Abstract

Patients requiring an ileostomy following colorectal surgery are at risk for increased health-care utilization after discharge. Prior studies evaluating postoperative ileostomy care may underestimate health-care utilization by reporting only "same-institution" readmission rates. The aim of this study was to determine the rates of health-care utilization of new ostomates within 30 days of discharge in a multicenter environment. This is a retrospective cohort study. This study was conducted at acute-care, community hospitals in California, Florida, Nebraska, and New York. Adult patients who underwent colorectal surgery with primary anastomosis, colostomy, or ileostomy between July 2009 and September 2010 were identified. The primary outcome measured was hospital-based acute care, defined as hospital readmission or emergency department visit, at any hospital within 30 days of surgery. Multivariate regression models were used to compare the outcomes across groups. Overall, 75,136 patients underwent colectomy with most receiving a primary anastomosis (79.3%), whereas colostomies were created in 12.8% and ileostomies were created in 8.0%. Diagnoses of colorectal cancer (36.1%) or diverticular disease (22.0%) were most common.
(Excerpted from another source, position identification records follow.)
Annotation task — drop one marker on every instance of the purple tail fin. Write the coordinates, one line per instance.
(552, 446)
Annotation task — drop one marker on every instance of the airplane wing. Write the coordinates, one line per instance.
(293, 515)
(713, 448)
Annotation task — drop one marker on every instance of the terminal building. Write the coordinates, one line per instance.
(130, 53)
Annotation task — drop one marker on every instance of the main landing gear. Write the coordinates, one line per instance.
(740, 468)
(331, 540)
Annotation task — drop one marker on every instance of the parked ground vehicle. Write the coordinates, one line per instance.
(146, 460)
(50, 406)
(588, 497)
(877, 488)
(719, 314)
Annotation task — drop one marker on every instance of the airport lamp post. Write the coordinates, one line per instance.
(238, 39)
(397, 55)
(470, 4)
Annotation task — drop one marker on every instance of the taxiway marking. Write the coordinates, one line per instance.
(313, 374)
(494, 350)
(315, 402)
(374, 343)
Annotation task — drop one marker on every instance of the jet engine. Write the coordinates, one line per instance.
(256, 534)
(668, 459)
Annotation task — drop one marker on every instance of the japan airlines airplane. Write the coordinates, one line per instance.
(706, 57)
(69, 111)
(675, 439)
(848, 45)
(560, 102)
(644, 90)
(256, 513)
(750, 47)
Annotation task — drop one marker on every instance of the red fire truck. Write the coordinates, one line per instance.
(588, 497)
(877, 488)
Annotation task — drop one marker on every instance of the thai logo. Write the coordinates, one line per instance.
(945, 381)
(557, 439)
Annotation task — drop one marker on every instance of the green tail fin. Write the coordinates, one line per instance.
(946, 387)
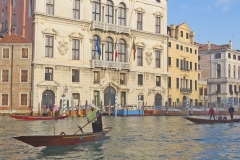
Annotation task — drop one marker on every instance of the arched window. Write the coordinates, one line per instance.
(218, 71)
(109, 49)
(122, 51)
(96, 10)
(109, 12)
(122, 14)
(229, 71)
(95, 54)
(234, 71)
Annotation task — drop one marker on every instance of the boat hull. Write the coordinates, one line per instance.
(62, 140)
(32, 118)
(208, 121)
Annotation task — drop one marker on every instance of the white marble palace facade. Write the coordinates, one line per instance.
(66, 56)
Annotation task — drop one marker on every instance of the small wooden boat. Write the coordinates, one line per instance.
(32, 118)
(208, 121)
(62, 140)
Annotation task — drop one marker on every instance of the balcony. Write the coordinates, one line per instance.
(223, 80)
(109, 64)
(186, 90)
(110, 27)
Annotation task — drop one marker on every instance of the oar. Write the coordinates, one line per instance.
(80, 128)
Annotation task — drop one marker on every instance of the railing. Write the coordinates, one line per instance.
(186, 90)
(110, 27)
(109, 64)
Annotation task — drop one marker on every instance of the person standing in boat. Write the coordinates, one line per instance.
(211, 113)
(95, 117)
(231, 110)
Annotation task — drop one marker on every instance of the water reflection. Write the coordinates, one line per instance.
(130, 138)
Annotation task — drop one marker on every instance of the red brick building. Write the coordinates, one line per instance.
(15, 74)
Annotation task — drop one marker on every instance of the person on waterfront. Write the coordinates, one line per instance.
(211, 112)
(225, 117)
(231, 110)
(95, 117)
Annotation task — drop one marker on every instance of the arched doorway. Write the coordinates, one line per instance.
(109, 95)
(158, 100)
(48, 98)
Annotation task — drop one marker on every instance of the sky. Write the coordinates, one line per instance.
(217, 21)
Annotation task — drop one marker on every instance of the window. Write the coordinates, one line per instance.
(158, 25)
(169, 44)
(195, 85)
(109, 49)
(122, 78)
(76, 95)
(24, 75)
(177, 83)
(95, 54)
(229, 55)
(75, 75)
(177, 46)
(122, 15)
(75, 49)
(5, 53)
(96, 77)
(49, 46)
(5, 99)
(169, 61)
(177, 62)
(217, 55)
(169, 82)
(181, 33)
(109, 12)
(139, 21)
(122, 51)
(158, 80)
(96, 10)
(23, 99)
(5, 75)
(158, 59)
(24, 52)
(140, 79)
(76, 9)
(48, 74)
(139, 57)
(50, 7)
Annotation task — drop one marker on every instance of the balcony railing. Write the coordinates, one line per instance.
(186, 90)
(223, 80)
(110, 64)
(110, 27)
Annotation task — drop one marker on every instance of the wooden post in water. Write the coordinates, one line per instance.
(109, 108)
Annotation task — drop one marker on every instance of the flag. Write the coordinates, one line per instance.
(116, 52)
(98, 44)
(134, 49)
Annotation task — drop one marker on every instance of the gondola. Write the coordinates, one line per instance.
(62, 139)
(208, 121)
(32, 118)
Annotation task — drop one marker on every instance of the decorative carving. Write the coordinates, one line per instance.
(149, 57)
(62, 47)
(159, 14)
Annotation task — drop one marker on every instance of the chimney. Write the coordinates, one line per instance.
(230, 45)
(209, 45)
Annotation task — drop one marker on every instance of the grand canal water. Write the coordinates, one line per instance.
(137, 138)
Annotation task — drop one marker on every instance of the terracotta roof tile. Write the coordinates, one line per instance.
(14, 39)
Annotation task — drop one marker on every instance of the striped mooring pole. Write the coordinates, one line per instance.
(116, 105)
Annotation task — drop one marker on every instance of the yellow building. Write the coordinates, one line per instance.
(182, 67)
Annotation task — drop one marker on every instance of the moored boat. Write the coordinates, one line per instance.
(208, 121)
(32, 118)
(62, 140)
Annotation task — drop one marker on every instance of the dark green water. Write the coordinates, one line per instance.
(137, 138)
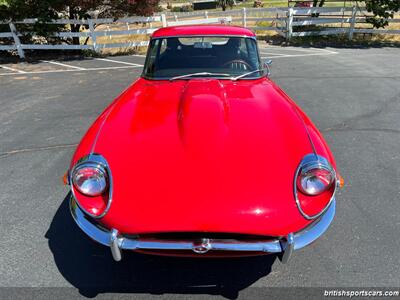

Patients with a colostomy (18.8%; adjusted odds ratio [AOR], 1.23 [95% CI, 1.17-1.30]) or ileostomy (36.1%; AOR, 2.28 [95% CI 2.15-2.42]) were significantly more likely than patients with a primary anastomosis (16.2%) to have a hospital-based acute-care encounter within 30 days of discharge. Among patients undergoing ileostomy, postoperative infection, renal failure, and dehydration were the most common diagnoses for hospital-based acute-care events. Overall, 20% of these encounters occurred at hospitals other than where the index surgery occurred. Coding accuracy, the inability to capture events occurring in physician offices, and the retrospective study design were limitations of the study. Patients undergoing colorectal surgery with an ileostomy return to the hospital after discharge twice as frequently as those with a primary anastomosis or colostomy, often to hospitals other than the primary institution. As postdischarge health-care utilization becomes a measured quality metric, it is increasingly important to help these patients to safely transition to home.